Idempotency is non-negotiable for production pipelines. Exactly-once semantics in streaming (Flink, Kafka transactions) provide stronger guarantees but at higher overhead. At-least-once + idempotent sinks is often a more pragmatic pattern.

Orchestration with Airflow

Apache Airflow is the de facto standard for batch pipeline orchestration. Core concepts:

DAG (Directed Acyclic Graph): A pipeline is defined as a DAG of tasks. Edges define dependencies — task B runs only after task A succeeds. DAGs are defined in Python code and version-controlled.
Scheduling: DAGs run on a cron-like schedule. Each scheduled run is a DAG run with a logical execution date. Airflow distinguishes between execution date (the period being processed) and run date (when the DAG actually ran) — important for data partitioning.
Retries and SLA alerts: Tasks can retry on failure with configurable backoff. SLA misses (tasks running longer than expected) trigger alerts via email or PagerDuty.
Backfill: Run a DAG for historical execution dates. airflow dags backfill --start-date 2024-01-01 --end-date 2024-01-31 my_dag processes 31 days of data, respecting task dependencies. Essential for bootstrapping new pipelines or recovering from outages.
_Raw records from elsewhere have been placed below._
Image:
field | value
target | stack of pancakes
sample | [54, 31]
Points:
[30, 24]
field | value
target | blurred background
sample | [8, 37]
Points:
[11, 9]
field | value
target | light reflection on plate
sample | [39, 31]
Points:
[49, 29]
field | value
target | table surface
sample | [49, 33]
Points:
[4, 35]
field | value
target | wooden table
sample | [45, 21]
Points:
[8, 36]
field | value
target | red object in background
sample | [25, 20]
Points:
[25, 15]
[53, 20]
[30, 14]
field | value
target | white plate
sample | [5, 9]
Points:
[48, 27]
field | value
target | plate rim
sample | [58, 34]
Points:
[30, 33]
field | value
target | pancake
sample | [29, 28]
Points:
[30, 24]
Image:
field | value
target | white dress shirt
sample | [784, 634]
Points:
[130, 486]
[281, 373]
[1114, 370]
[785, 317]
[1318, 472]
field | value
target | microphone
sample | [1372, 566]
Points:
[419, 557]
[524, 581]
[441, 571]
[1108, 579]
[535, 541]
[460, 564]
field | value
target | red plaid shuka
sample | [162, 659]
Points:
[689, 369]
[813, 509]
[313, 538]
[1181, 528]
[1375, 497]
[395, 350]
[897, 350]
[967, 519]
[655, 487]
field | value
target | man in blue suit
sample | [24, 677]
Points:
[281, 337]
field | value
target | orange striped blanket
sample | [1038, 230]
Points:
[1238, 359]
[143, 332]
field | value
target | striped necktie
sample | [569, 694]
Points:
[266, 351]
Airflow’s weakness: it’s a scheduler and monitor, not an execution engine. It tells Spark to run a job but doesn’t run the Spark job itself. Scaling Airflow itself (the scheduler, workers, metadata database) is an operational burden for large organizations. Alternatives include Prefect, Dagster, and cloud-native orchestrators (AWS Step Functions, GCP Workflows).
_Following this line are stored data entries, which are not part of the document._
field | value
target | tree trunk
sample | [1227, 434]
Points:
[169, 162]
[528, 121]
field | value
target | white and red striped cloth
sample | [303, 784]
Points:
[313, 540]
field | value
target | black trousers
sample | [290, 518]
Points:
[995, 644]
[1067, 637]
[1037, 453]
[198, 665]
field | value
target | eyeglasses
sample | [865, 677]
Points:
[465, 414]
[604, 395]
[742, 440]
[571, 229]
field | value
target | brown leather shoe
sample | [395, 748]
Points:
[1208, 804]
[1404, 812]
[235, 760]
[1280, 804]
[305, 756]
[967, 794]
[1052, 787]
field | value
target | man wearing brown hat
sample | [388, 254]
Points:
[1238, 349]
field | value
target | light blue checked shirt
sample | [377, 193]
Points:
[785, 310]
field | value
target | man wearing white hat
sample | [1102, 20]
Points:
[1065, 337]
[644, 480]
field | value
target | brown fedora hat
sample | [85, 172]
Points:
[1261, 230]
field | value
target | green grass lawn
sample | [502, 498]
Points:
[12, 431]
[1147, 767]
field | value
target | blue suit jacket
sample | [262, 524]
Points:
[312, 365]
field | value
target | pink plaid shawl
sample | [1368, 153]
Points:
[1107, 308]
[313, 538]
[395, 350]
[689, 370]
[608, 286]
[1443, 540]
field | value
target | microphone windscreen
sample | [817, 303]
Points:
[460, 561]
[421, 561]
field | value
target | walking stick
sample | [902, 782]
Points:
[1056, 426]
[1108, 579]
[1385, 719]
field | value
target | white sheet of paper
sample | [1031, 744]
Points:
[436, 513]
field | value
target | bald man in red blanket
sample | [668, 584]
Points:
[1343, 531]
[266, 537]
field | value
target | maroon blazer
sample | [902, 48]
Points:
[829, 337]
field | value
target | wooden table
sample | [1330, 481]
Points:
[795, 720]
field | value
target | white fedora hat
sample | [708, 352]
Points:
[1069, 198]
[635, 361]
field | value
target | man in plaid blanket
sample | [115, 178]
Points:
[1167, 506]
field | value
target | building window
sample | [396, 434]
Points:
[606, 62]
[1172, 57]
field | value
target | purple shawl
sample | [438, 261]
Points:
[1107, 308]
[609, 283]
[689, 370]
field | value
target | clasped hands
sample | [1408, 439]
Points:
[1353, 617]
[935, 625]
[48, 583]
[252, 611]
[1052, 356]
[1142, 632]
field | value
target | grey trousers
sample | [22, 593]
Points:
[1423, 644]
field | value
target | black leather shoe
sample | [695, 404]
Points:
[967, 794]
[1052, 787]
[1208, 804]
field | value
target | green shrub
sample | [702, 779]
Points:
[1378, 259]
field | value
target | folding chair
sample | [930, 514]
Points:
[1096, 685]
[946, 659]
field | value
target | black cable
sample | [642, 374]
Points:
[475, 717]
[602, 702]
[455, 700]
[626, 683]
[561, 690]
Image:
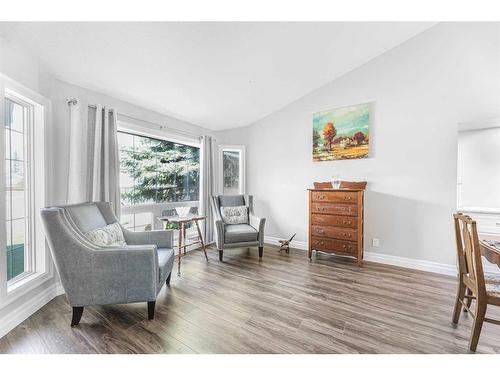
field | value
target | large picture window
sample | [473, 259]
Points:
[156, 175]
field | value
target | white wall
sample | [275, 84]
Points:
[421, 90]
[479, 168]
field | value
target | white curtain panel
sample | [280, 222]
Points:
[207, 184]
[78, 154]
[94, 161]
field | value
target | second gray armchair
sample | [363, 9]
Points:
[237, 235]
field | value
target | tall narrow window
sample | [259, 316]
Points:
[24, 259]
[17, 117]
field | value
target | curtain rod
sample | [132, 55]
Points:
[74, 101]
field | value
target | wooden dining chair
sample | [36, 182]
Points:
[472, 284]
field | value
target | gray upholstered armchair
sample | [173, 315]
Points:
[237, 235]
[100, 275]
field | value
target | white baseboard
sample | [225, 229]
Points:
[25, 310]
[416, 264]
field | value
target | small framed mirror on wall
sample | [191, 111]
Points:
[232, 169]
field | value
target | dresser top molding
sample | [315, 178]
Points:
[343, 190]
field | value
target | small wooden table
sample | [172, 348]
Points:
[181, 222]
[490, 252]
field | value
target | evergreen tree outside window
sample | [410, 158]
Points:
[154, 171]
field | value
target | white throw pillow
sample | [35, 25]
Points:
[110, 235]
[234, 215]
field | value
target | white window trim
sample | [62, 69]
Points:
[220, 180]
[44, 269]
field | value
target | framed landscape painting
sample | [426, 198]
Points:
[342, 133]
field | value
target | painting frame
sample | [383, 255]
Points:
[342, 133]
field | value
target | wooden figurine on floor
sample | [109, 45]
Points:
[285, 244]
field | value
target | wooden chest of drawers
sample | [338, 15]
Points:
[336, 222]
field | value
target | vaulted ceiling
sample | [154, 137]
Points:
[216, 75]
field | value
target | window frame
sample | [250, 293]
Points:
[41, 265]
[241, 149]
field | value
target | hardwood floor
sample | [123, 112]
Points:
[282, 304]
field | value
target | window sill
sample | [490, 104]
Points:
[24, 286]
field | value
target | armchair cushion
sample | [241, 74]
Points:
[86, 216]
[240, 233]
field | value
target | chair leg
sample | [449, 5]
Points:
[458, 301]
[77, 315]
[478, 324]
[151, 310]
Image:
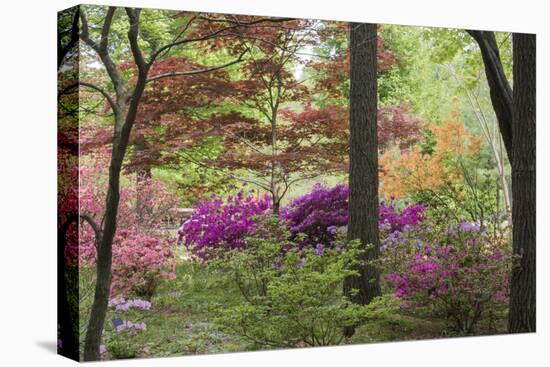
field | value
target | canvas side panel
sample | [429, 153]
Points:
[67, 183]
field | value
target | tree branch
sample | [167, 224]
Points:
[200, 71]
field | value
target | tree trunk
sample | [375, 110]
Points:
[522, 316]
[67, 325]
[500, 91]
[363, 174]
[143, 177]
[104, 258]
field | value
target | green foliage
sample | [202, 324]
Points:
[291, 297]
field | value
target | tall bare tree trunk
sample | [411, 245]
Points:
[363, 174]
[522, 316]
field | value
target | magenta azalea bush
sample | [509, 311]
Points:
[223, 224]
[464, 278]
[319, 213]
[312, 219]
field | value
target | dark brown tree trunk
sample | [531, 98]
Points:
[363, 174]
[143, 176]
[522, 317]
[500, 91]
[104, 258]
[67, 333]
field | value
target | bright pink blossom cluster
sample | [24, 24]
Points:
[142, 248]
[219, 223]
[463, 278]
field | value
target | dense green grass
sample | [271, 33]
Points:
[181, 320]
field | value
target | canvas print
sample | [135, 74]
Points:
[247, 182]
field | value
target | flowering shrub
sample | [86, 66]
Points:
[464, 277]
[139, 263]
[219, 223]
[142, 250]
[319, 213]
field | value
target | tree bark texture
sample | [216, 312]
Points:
[363, 174]
[522, 317]
[500, 91]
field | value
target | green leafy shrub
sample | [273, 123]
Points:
[292, 297]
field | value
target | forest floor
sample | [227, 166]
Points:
[181, 318]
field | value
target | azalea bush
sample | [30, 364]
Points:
[223, 223]
[291, 297]
[318, 214]
[142, 248]
[463, 277]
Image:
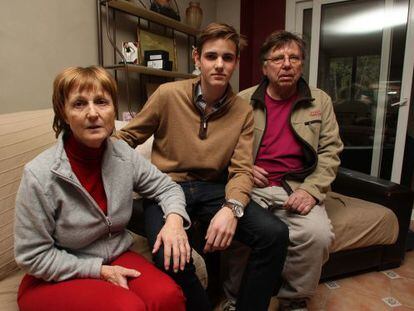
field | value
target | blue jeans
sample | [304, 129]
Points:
[264, 233]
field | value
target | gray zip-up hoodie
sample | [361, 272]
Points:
[60, 231]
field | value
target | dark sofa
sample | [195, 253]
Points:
[378, 257]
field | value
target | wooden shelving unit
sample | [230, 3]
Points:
[114, 7]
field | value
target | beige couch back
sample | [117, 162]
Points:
[23, 136]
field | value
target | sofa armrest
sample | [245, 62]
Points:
[391, 195]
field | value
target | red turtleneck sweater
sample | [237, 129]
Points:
[86, 163]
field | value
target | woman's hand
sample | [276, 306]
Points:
[118, 275]
[175, 241]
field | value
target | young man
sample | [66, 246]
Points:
[203, 137]
[296, 151]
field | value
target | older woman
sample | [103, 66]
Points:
[73, 205]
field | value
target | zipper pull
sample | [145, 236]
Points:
[109, 224]
[203, 129]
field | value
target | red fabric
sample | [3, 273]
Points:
[86, 163]
[279, 150]
[153, 290]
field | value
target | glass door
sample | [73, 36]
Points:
[358, 52]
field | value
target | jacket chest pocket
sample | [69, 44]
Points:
[309, 130]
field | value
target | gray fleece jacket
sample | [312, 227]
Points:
[60, 231]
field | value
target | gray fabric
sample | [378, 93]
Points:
[60, 231]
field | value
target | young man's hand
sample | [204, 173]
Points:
[260, 177]
[221, 230]
[118, 275]
[300, 201]
[175, 241]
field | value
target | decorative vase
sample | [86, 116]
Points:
[194, 15]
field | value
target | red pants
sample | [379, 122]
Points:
[152, 290]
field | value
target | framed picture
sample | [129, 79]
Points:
[151, 41]
[130, 52]
[150, 88]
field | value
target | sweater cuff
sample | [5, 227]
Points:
[91, 268]
[179, 211]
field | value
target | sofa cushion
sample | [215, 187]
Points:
[358, 223]
[23, 136]
[9, 286]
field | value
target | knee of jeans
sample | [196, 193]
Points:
[276, 232]
[319, 236]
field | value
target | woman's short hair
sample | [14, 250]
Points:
[280, 38]
[82, 78]
[220, 31]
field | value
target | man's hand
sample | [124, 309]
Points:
[300, 202]
[260, 177]
[118, 275]
[175, 241]
[221, 230]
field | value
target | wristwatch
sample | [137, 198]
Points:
[235, 207]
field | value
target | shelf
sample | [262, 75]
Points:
[149, 15]
[152, 71]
Pipeline Observability and Data Contracts

Observability for data pipelines goes beyond "did the job complete":

Data freshness SLO: Define and alert on maximum acceptable age for each dataset. If the orders table hasn’t been updated in 2 hours, page the on-call engineer.
Row count anomaly detection: Track daily row counts per table. Flag drops or spikes beyond historical norms (e.g., 3-sigma deviation). Monte Carlo, Bigeye, and dbt tests implement this.
Schema drift alerts: Alert when columns are added, removed, or type-changed in source data. Schema drift is the #1 cause of silent data quality degradation.
Data lineage: Track which pipeline produced each dataset, from which sources, at what time. OpenLineage (open standard) + Marquez (lineage server) provide lineage collection and visualization. Lineage is essential for impact analysis: "if I change this source table, which 47 downstream dashboards break?"
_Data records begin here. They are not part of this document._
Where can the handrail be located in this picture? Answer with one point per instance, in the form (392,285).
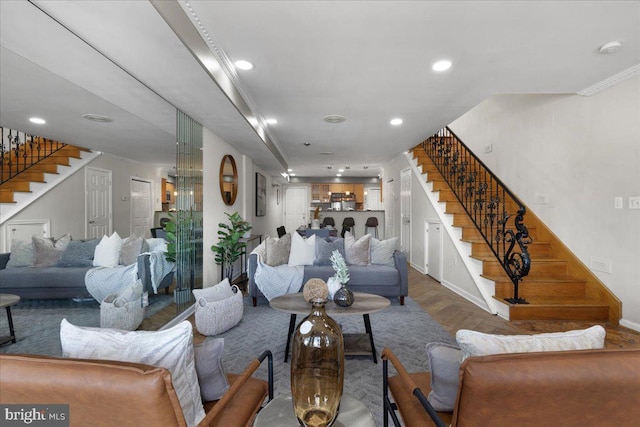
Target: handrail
(495,211)
(20,153)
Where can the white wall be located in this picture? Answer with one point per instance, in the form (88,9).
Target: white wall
(64,205)
(214,149)
(581,152)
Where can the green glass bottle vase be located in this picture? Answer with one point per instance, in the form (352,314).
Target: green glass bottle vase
(317,368)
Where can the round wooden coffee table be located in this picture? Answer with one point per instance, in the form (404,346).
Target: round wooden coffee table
(7,300)
(354,344)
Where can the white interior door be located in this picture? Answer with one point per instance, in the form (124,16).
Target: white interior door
(98,211)
(434,250)
(405,210)
(296,208)
(141,209)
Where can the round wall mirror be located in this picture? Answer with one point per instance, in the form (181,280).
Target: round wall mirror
(228,180)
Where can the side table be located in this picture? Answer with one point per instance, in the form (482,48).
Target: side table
(7,300)
(279,413)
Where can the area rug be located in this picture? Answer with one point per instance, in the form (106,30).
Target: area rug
(405,329)
(37,321)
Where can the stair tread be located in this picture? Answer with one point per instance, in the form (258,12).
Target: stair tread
(558,278)
(489,258)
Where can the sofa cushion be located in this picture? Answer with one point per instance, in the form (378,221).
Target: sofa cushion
(444,365)
(325,248)
(303,250)
(381,251)
(171,349)
(107,252)
(48,251)
(79,253)
(22,254)
(211,376)
(475,343)
(277,252)
(356,251)
(131,248)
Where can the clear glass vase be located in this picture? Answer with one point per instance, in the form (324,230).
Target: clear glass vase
(317,368)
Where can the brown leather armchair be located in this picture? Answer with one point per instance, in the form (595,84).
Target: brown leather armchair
(109,393)
(561,388)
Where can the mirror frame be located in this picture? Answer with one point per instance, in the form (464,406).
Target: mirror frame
(234,193)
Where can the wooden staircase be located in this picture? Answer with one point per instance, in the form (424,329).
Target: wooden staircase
(36,173)
(559,286)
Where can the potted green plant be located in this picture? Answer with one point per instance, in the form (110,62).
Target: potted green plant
(230,247)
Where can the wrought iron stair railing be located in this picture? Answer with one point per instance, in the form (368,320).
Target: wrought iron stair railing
(494,209)
(20,151)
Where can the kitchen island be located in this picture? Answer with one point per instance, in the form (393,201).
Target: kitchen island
(360,217)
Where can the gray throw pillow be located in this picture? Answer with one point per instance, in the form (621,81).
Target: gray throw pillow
(79,253)
(22,254)
(278,250)
(211,376)
(49,251)
(444,364)
(357,252)
(324,249)
(131,248)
Data contracts formalize the agreement between data producers and consumers: the schema, freshness SLA, and null/range constraints are documented and enforced. When a producer wants to make a breaking change, the contract forces coordination with downstream consumers before deployment. This shifts data quality left — catching issues at production time rather than when analysts discover corrupted dashboards.

dbt: Transformation as Code

dbt (data build tool) has become the standard for SQL-based data transformations in the warehouse. Key capabilities:

Modular SQL models: Each model is a SELECT statement saved as a .sql file. dbt handles DDL — it creates or replaces the target table/view. Models reference each other with {{ ref('model_name') }}, building an implicit DAG.
Tests: Built-in tests (not_null, unique, accepted_values, relationships) run as assertions after each build. Custom tests are SQL queries that return rows on failure.
Documentation: Column descriptions live in YAML files alongside SQL. dbt generates a searchable documentation site from these descriptions, including the lineage graph.
Lineage graph: dbt computes the full DAG of model dependencies and renders it visually. Instantly shows what breaks if a source model changes.

dbt runs in the warehouse — it pushes SQL to Snowflake, BigQuery, Redshift, or Databricks and lets the warehouse engine handle execution. This means it benefits from warehouse-scale compute without managing a separate Spark cluster for transformations. The combination of dbt (transformations) + Airflow (orchestration) + dbt tests (quality) + OpenLineage (lineage) covers most of a modern data platform’s operational needs.